The money's been spent. New Horizons is on its way, and the label assigned to Pluto doesn't in any way diminish the significance of the mission nor the science that will be returned.
In any event, I don't think the IAU pronouncement changes anything. Pluto and the other Kuiper Belt Objects are facinating targets in their own right, despite what we may call them.
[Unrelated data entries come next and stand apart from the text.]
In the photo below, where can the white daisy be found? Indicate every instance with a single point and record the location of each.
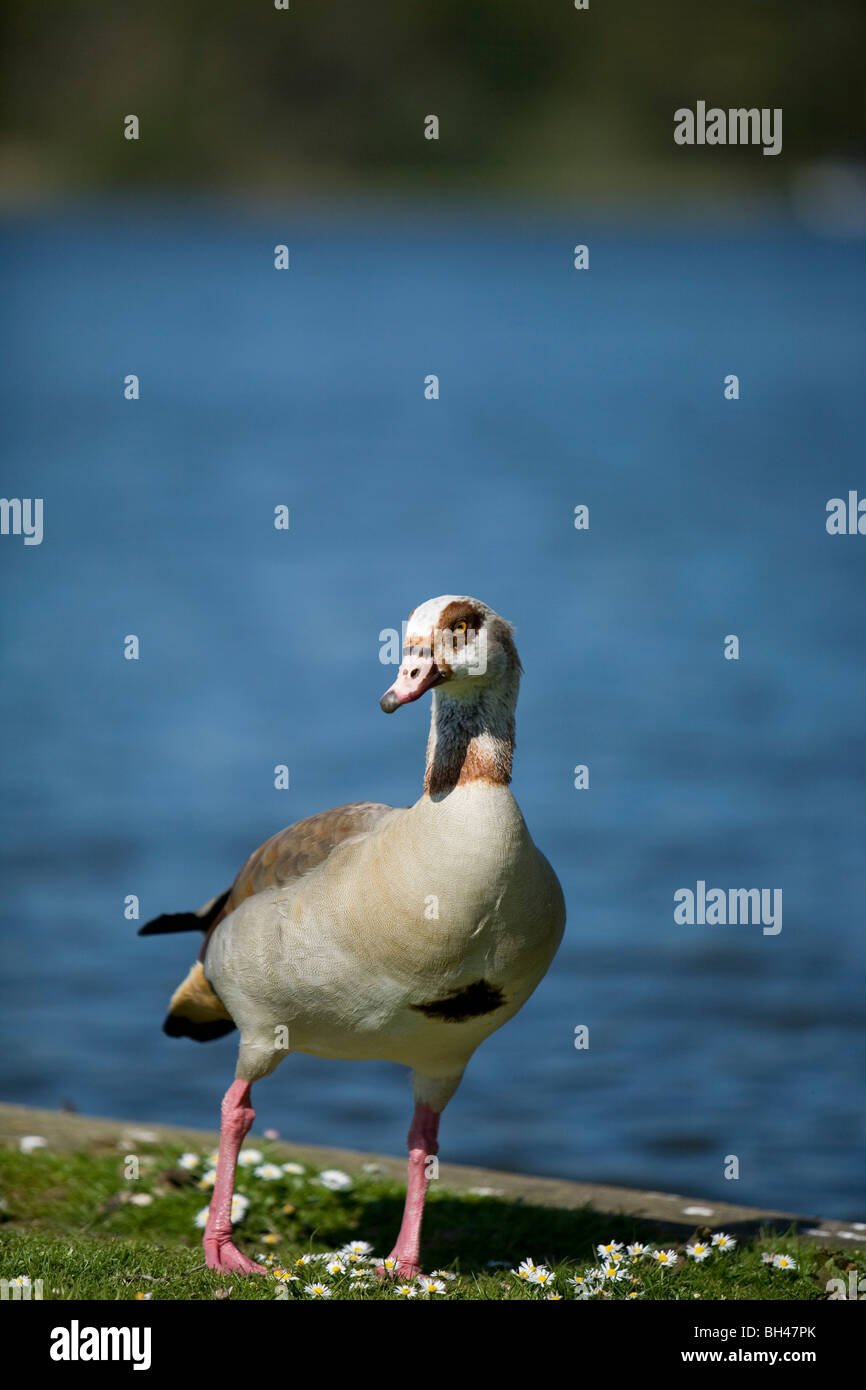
(334, 1180)
(666, 1258)
(698, 1251)
(431, 1286)
(29, 1141)
(723, 1241)
(270, 1172)
(784, 1262)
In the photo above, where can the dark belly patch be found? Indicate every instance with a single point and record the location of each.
(464, 1004)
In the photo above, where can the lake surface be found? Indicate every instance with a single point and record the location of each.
(259, 647)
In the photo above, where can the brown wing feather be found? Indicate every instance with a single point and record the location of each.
(299, 848)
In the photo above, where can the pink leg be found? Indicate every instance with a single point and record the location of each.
(421, 1146)
(220, 1251)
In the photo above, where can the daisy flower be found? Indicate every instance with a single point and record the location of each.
(270, 1172)
(723, 1241)
(431, 1286)
(784, 1262)
(334, 1180)
(698, 1251)
(666, 1258)
(29, 1141)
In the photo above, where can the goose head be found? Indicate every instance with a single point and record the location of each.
(456, 642)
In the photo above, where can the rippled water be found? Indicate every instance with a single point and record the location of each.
(257, 648)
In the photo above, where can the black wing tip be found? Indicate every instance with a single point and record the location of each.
(171, 922)
(175, 1026)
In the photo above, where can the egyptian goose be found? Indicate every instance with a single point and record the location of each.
(371, 931)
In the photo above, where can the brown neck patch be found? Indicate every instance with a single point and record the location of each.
(470, 741)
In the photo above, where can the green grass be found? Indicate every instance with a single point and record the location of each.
(67, 1219)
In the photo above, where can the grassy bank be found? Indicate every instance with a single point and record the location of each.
(110, 1226)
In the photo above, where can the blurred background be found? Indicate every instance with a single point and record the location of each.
(306, 388)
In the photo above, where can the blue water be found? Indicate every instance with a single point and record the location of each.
(260, 648)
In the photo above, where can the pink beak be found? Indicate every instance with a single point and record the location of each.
(417, 674)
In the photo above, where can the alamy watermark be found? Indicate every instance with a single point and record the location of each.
(737, 125)
(720, 906)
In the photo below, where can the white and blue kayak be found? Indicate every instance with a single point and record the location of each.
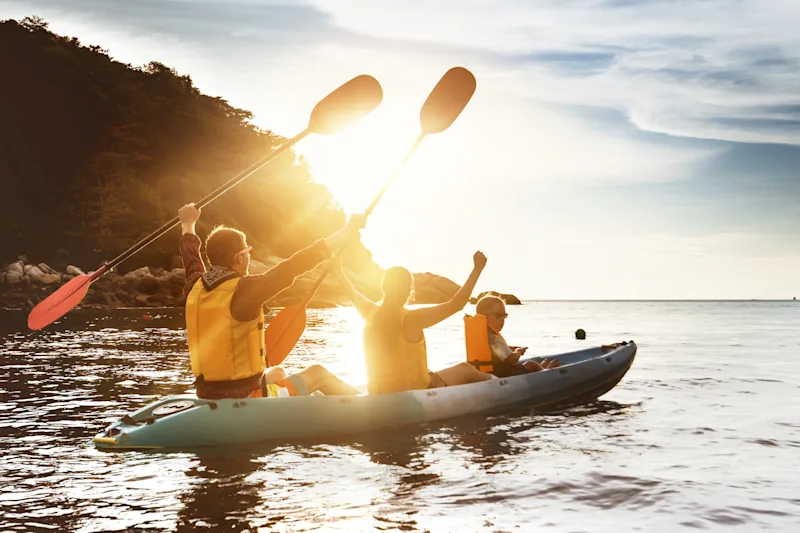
(184, 421)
There is a great deal to be learned about the early Solar System and its evolution from these objects.
Personally, I don't think it matters, but another way to view NH is to bill it as the first probe into a whole new class of objects instead of a Johnny-come-lately probe to the last of the classical planets.
Taken from here
It looks like saner and wiser heads are in control at NASA for the moment
Would any politician be able to pull the plug, saying that the cost of retrieving the data could be better spent and get away with it?NASA's New Horizons probe is in the midst of a 9˝-year journey to study Pluto and other icy mini-worlds, and NASA's Paul Hertz said Thursday's decision would have no effect on the mission. “We will continue pursuing exploration of the most scientifically interesting objects in the solar system, regardless of how they are categorized,” he said.
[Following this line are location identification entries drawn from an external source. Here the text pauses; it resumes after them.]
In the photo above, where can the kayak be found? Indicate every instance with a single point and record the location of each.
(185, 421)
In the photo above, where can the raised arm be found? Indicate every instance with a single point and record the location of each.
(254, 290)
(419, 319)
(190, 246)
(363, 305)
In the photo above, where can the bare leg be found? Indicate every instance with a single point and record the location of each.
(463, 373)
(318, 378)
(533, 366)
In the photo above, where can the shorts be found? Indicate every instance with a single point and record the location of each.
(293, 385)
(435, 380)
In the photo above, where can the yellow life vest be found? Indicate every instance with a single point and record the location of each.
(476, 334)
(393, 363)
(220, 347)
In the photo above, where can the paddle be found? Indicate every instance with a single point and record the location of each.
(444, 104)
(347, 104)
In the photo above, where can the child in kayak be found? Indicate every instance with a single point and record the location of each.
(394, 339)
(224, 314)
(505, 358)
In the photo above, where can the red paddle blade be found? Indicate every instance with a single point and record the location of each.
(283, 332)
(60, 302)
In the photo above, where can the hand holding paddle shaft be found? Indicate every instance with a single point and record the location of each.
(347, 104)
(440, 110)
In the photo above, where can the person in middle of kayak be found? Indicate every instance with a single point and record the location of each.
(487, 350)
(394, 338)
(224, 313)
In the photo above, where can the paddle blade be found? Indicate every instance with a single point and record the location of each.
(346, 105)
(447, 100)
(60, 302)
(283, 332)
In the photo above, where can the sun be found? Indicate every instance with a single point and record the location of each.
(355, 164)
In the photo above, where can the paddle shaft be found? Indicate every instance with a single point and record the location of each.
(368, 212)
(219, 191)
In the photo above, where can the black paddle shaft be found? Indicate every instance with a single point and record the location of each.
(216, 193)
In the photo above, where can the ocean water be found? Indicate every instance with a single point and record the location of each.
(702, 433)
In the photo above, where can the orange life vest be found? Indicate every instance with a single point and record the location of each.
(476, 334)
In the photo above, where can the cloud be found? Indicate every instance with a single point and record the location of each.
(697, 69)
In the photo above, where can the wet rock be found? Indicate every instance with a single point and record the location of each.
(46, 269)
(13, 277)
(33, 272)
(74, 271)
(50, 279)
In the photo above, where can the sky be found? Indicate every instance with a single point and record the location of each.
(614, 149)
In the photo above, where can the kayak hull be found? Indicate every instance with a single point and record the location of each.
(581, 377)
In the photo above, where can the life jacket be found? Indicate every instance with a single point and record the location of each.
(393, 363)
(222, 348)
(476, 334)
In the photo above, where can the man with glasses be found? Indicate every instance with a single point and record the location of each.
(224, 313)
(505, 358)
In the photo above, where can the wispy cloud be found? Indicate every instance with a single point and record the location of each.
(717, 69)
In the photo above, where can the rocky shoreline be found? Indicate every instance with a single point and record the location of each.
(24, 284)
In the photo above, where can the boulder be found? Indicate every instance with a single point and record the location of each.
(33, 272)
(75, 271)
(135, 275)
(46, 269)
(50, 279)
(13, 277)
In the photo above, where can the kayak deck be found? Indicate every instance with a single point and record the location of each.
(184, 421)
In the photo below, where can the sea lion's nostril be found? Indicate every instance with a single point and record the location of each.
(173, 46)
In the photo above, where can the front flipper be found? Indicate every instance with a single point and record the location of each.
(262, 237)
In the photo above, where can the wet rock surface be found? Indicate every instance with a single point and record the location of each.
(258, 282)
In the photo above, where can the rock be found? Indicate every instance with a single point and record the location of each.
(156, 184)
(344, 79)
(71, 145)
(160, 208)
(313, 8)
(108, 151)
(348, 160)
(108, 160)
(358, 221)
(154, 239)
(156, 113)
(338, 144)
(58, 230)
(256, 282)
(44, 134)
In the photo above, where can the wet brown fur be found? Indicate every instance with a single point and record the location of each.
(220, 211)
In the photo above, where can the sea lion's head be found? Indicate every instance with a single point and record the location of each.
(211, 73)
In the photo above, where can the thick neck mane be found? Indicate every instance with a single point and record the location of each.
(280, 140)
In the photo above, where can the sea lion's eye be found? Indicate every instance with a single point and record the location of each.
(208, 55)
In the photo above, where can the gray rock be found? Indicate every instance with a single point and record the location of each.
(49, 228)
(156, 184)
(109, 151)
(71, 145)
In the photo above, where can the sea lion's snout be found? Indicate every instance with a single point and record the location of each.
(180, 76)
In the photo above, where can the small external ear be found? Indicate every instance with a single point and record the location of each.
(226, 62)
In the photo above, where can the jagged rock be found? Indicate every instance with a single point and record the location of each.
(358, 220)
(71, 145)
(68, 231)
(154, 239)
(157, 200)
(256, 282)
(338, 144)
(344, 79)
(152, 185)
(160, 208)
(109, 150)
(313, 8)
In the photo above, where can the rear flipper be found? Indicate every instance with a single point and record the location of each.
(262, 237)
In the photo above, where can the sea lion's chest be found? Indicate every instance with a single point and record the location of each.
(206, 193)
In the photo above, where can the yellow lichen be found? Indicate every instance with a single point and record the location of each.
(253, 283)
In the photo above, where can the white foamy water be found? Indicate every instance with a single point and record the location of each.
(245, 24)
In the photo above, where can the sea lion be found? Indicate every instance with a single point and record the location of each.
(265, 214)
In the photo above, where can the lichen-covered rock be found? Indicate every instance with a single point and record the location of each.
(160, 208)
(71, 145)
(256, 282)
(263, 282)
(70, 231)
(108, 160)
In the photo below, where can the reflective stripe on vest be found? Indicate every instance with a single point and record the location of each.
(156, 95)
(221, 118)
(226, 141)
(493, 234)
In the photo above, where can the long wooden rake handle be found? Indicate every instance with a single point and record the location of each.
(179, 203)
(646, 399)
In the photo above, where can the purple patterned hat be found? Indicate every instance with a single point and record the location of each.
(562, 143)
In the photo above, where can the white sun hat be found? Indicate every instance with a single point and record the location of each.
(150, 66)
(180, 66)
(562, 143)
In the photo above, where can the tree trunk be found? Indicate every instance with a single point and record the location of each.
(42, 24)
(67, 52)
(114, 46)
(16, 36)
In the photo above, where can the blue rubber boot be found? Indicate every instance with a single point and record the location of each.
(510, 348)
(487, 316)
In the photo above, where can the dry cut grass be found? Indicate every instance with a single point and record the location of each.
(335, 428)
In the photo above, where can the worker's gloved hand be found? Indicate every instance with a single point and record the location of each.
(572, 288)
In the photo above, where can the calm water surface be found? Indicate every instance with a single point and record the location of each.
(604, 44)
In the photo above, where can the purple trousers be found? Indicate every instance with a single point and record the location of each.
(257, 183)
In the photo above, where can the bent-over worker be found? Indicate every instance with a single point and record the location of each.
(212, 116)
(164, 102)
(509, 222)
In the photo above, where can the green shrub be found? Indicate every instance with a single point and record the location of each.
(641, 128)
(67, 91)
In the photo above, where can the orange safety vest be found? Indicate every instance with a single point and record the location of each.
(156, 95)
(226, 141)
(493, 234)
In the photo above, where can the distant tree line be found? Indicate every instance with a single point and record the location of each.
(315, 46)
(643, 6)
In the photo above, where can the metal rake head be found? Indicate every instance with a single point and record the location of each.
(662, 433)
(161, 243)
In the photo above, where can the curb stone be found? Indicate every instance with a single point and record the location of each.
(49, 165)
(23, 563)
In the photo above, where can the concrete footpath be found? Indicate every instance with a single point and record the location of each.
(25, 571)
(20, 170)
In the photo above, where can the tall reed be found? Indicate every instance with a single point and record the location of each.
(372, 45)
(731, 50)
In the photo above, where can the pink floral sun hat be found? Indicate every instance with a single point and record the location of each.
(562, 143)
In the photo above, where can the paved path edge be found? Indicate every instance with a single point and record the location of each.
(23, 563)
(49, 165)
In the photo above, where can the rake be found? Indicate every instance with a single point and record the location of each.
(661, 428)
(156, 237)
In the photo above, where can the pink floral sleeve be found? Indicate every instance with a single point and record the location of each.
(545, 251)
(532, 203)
I thought it was great finally getting a mission out there after Grand Tours was scaled back and renamed Voyager, but one always expects some bump in the celestial road will get in the way.
How come we must explain you on a yearly basis that plugging NH after launch is the most silly thing to do, also financially speaking?
Ever since prior to launch you seem practically unable to form a sentence containing "New Horizons" that does not include a form of the verb "to scrub". Do you have an issue with this mission in particular?
Personally, i'd scrap it and transfer the science money to Ares/Orion. Just for spite.
That would be a better use of the money. But Griffin has enough enemies right now.
I'd just tell his enemies to launch their own missions if they hate LV development so very much.
They will help you eat the LV cake--they just won't help you bake it without pouting.
I really find it dissapointing that Nasa had to respond to such a question.
using a strict rule... can we call "planet" an hot-rock like Mercury or a ball of gases like Jupiter?
if we use the TRUE idea we have of a "planet" (like Earth) there are:
- one REAL planet (Earth)
- a few "possible" planets (Mars and some Jupiter/Saturn moons) but only after "terraforming" them
- many (unknown) REAL planets (like Earth) that runs around other stars...
The original definition (which we will equate with rule) is "Wanderer". Basically an object visible in the sky that doesn't go around with the rest of the objects. From the ground, the Earth doesn't wander, so it can't be a planet.
We are talking thousands of years of unknowns, refinements, and misinformation. So ANY definition is going to be wrong to some sizeable portion of the population.
What a ludicrous notion, scrapping New Horizons is. With hindsight, would you have scrapped Cassini? Voyager? Gallileo? This mission will reveal very significant scientific information about our outer Solar System. The Kuiper Belt covers a vast area, I for one reckon it will be immensly diverse. There's only one way to find out and that is to go and take a look at it.
I would like to see Pluto and Charon's surfaces, see how they look and get an idea of how they formed, etc. All of this is exciting science waiting to be discussed. You can be sure that when the first pictures come through, the Bautforum will be hammered with messages!
New Horizons Continuing on to Pluto, Planet or Not
For the time being, New Horizons is at least the first mission to a dwarf planet -- the new class of objects into which scientists dumped Pluto.
In the meantime, New Horizons' mission remains the same: to unlock one of the solar system's last, great secrets.
It doesn't matter if it's considered a planet or not. It's still largely unknown.
Remember, it also is going to fly by a couple of KBOs.
Even if Pleuto is not defined as a planet then this is still a priceless opportunity to study a planetesimal/KBO/dwarf planet/Pluton/whatever you want to call it. I've heard Pluto called "the Rosetta Stone of Planetary formation," lets find out what it's all about!